Terraform Course
Terraform with GitOps
GitOps is a philosophy: Git is the single source of truth, and the system continuously reconciles actual state to desired state automatically. Terraform is naturally aligned with this philosophy — configurations live in Git and describe desired state. This lesson covers where Terraform fits in a GitOps workflow, how tools like Atlantis and Spacelift implement GitOps for infrastructure, and where the boundary between Terraform-managed infrastructure and GitOps-managed applications belongs.
This lesson covers
GitOps principles and how Terraform fits → Atlantis — GitOps for Terraform PRs → The atlantis.yaml configuration → Spacelift and HCP Terraform → GitOps for Kubernetes vs GitOps for infrastructure → The reconciliation loop → When GitOps breaks down
GitOps Principles and How Terraform Fits
GitOps has four core principles. Understanding them reveals both where Terraform is a natural fit and where friction appears.

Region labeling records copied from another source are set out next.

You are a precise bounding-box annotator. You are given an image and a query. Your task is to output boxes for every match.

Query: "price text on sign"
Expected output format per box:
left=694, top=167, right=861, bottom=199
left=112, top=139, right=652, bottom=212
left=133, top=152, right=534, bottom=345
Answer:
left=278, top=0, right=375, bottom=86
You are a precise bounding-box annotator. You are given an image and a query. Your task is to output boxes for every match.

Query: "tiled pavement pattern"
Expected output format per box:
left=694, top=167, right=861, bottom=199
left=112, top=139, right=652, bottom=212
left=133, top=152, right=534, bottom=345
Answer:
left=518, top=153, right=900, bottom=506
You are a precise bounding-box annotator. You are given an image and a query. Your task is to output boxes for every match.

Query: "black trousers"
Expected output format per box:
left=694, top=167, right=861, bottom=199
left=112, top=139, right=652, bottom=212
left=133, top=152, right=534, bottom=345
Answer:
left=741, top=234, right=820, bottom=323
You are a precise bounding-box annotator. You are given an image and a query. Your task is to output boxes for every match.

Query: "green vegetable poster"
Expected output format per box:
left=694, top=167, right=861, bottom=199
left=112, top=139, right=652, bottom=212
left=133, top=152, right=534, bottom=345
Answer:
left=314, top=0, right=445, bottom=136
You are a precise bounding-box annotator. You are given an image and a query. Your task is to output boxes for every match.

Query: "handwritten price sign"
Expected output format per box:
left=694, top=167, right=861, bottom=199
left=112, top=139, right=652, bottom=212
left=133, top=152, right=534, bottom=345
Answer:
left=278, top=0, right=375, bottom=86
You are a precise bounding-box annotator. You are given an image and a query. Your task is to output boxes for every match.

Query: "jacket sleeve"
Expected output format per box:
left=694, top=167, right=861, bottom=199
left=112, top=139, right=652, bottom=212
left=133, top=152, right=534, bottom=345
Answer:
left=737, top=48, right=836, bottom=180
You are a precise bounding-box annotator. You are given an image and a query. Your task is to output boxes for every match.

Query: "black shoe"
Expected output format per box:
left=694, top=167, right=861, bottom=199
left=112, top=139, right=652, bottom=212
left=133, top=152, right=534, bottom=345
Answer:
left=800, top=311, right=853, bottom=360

| GitOps Principle | Terraform alignment | Friction points |
|---|---|---|
| Declarative | HCL describes desired state — naturally declarative | Some resources require imperative steps (bootstrap) |
| Versioned and immutable | Config lives in Git — full history | State file is mutable and external to Git |
| Pulled automatically | Tools like Atlantis watch Git for changes | Terraform does not self-apply — needs a trigger |
| Continuously reconciled | Drift detection can trigger reconciliation | Full reconciliation on every run risks unintended changes |
The Analogy
GitOps is like a thermostat for your infrastructure. You set the desired temperature (commit to Git). The thermostat (the GitOps operator) continuously checks the actual temperature (real infrastructure state) and applies heating or cooling (terraform apply) to bring reality in line with your setting. The thermostat never asks you to manually push a button — it acts autonomously. Atlantis is a more conservative thermostat: it shows you the plan and asks permission before turning on the heating.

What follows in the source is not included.